そのまま座り込みたかったが、友人に強く抱き締められていたため、それは出来なかった。
「……美矢のあほ」
落とされた安堵の罵りに、日佐子が謝るまでこの腕の中で泣き続けてやろうと誓い、私は肩に深く顔を埋めた。
二、本部
「捻挫ぁ?」
先輩は長所であるしとやかなソプラノを惜しげもなく捨て、素っ頓狂に叫んだ。長い黒髪が艶を伴って光り揺れる。

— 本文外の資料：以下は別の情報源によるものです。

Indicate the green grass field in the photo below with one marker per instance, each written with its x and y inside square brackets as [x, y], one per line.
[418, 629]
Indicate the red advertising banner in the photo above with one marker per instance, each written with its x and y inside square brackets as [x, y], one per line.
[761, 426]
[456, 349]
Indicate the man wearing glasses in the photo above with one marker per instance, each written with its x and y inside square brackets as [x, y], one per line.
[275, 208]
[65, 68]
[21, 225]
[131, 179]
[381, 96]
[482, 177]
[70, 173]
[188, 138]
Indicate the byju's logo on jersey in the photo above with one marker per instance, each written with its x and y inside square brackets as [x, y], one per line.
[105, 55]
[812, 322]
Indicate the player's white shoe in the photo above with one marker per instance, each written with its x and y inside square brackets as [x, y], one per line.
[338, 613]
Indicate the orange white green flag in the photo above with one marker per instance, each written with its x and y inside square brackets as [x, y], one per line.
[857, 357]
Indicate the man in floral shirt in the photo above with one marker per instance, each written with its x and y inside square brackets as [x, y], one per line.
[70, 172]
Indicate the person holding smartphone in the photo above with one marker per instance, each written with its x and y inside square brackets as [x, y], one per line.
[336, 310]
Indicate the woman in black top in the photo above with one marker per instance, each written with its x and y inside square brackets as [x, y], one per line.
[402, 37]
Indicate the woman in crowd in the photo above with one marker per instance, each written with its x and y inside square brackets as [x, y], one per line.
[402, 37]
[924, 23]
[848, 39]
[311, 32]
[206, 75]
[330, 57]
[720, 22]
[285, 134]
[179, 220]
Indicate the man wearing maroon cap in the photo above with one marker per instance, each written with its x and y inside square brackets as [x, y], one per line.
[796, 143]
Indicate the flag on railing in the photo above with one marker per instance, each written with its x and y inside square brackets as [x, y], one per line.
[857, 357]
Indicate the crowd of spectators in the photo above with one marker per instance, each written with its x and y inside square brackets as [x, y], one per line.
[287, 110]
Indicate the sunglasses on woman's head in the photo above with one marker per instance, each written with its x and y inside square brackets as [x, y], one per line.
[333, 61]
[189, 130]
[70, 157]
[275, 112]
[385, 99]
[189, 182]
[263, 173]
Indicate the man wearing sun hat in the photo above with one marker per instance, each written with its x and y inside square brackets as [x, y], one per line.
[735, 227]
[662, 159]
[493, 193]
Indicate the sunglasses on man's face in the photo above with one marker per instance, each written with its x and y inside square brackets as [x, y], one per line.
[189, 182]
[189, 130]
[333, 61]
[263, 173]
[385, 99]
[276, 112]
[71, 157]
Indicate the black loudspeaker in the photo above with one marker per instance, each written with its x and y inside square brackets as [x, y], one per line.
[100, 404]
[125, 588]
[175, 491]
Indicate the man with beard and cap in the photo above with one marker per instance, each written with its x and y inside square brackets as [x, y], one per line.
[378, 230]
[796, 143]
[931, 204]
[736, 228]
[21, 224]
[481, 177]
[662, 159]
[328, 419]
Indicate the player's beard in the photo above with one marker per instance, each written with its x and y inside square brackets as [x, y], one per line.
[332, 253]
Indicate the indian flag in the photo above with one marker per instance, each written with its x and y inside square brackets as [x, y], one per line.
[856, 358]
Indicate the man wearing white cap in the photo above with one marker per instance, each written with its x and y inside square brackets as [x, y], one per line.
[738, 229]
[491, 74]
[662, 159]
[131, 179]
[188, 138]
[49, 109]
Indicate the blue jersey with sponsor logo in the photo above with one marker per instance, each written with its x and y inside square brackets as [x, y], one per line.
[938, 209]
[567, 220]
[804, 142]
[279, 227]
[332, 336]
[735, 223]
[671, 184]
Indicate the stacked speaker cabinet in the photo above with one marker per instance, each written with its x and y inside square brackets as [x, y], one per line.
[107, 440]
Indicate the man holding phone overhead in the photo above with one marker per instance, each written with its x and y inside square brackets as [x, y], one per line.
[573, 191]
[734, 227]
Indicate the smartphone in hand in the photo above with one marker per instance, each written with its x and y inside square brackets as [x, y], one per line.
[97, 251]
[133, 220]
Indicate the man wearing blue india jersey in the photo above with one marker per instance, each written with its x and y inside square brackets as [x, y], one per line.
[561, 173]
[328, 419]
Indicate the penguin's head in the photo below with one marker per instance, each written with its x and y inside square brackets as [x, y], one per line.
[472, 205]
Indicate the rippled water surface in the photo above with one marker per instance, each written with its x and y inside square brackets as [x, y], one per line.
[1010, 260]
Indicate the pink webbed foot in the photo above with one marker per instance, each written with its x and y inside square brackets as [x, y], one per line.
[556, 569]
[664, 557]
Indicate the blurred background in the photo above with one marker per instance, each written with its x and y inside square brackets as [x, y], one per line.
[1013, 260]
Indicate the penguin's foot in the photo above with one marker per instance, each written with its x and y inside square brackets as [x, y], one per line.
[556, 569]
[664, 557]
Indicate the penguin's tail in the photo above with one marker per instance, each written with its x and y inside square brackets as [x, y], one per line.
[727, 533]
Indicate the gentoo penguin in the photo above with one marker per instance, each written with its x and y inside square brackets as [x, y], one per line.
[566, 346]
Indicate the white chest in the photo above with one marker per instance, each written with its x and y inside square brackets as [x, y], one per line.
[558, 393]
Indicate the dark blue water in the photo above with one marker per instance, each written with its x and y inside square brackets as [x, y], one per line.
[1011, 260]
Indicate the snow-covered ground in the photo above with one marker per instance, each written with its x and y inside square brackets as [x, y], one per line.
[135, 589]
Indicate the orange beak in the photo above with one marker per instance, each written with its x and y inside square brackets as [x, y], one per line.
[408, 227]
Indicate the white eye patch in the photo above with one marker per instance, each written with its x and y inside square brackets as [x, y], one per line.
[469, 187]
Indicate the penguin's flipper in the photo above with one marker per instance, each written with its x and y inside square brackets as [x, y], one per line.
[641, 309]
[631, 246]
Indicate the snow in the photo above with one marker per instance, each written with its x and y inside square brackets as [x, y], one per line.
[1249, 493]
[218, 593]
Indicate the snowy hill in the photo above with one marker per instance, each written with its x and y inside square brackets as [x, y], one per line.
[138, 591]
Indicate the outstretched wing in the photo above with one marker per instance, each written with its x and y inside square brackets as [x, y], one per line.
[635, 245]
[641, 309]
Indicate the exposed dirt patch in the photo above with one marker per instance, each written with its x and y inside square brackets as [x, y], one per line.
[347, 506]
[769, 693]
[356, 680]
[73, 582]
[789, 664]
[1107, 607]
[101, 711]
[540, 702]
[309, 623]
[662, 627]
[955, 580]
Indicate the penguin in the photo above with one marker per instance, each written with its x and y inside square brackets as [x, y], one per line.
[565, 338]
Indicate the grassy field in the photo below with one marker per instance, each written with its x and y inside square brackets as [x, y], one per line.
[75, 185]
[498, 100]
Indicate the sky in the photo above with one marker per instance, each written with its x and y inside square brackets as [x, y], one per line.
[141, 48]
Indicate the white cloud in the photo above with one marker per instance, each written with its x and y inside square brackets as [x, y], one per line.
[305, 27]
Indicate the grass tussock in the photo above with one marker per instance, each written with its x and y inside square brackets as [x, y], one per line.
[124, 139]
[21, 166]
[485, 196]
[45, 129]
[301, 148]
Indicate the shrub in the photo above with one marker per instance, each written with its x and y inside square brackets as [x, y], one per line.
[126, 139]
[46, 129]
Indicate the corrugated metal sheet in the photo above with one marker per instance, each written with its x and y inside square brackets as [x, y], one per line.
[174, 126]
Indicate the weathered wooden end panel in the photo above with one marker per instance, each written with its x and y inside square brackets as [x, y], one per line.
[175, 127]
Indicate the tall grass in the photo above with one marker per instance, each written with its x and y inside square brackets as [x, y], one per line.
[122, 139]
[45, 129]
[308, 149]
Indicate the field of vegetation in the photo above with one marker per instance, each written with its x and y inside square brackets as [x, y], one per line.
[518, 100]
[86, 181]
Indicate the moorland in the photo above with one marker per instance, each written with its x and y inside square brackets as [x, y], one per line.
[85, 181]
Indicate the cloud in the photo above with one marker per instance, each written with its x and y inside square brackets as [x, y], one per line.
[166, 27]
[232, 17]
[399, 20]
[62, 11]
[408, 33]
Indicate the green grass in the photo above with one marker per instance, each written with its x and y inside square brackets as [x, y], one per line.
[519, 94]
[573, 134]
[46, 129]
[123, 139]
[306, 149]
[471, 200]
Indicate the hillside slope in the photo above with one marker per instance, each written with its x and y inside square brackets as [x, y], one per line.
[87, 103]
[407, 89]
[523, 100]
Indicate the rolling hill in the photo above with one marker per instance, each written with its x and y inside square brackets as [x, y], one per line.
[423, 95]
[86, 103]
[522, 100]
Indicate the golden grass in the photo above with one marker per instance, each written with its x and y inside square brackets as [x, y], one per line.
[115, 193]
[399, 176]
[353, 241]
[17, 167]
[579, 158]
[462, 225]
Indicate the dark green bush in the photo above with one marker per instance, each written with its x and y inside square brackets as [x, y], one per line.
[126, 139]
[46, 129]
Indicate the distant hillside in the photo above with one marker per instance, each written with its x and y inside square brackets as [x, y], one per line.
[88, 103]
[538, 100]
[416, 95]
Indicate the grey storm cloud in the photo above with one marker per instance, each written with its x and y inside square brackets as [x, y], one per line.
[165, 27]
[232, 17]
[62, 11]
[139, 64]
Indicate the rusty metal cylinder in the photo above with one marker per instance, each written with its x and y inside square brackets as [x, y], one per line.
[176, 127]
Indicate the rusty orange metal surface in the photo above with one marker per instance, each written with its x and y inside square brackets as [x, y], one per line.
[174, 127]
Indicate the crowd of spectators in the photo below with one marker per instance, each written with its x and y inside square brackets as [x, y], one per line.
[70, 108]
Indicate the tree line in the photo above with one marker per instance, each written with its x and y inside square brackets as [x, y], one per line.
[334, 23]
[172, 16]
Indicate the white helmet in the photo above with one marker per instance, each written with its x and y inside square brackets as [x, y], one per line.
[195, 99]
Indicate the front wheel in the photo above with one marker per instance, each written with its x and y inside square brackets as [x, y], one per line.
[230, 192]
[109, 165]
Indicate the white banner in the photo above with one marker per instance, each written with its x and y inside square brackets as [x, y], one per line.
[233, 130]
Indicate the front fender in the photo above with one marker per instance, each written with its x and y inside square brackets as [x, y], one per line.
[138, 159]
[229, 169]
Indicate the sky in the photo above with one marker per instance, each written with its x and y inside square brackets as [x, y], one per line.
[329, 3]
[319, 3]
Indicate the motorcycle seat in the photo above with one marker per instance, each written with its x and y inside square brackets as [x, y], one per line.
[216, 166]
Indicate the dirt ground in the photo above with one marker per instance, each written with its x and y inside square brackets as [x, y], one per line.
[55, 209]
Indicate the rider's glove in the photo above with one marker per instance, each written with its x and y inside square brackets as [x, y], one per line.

「装飾委員会の副委員長って滝嶋日佐子でしょ? 開催式でバク宙やるダンス部の滝嶋日佐子! どうして滝嶋が前日にいきなり捻挫してるのよ!」
日本人形さながら精密に整った顔も文化祭前には般若になるのだと、私は感動を覚えた。
「なんでも滝嶋先輩、ギャラリーから飛び降りたみたいで……」
「またばかな賭けでもやったのね」
「いえその……どうしましょうか泉美先輩」
私の問いに、先輩は溜め息をつく。
「……あゆなには言ったの?」
「はい、生徒会長へは」
「じゃああゆなの考えに任せるわ。そう伝えておいてちょうだい」
「それが、会長は文化祭実行委員長に任せると……」
「また横着してんの、あの女は!」
先輩が叫んだと同時に、彼女の端末が音をたてた。苛立たしそうにそれを耳へ押し付け、はい加納です、と答えた声はいつものソプラノよりも明らかに低い。その声から一時逃れた私は機嫌が直るまで距離を取ろうとそっと後退した。
「代役? 誰よそれ。──え、芽衣ちゃん?」
突然自分の名前が出てきたことにぎょっとし、足を止める。振り返ると、先輩と目が合い、嫌な予感が全身を這った。
「芽衣ちゃん、あなた、バク転とバク宙できる?」
「なんでですか?」
「できるの?」
「できないこともないです、が」
「できるのね」
先輩は強く微笑むと端末に向かい、了解よ、と首を鳴らした。
「了解じゃないですよ! どういうことですか!」
私が端末に飛び付く前に彼女は通話を終了させ、身を翻して満足そうに笑った。
「あら、飛んで回るだけでいいのよ。それに合わせて照明をつけたいだけだから。みんなの視線を独り占め、素敵ねかっこいい」
「話が違うじゃないですか! 私は裏方だってことを条件に先輩の助手をしてるんですよ!」
そうだったかしらと先輩は艶のある表情を浮かべた。その顔と視線は、私の右腕になってちょうだいといわれたときのものと同じで、それにこちらが弱いことを知っていての表情であるから卑怯だった。
「私のために飛んでちょうだい」
その一言と手の甲に落とされたキスが全く予想通りのものだったので、私は顔を真っ赤にして情けなく唸った。
三、当日
ガムの包みをゴミ袋に投げ入れると、アヤアヤに、桃果ってばいらついちゃって、とツッコまれた。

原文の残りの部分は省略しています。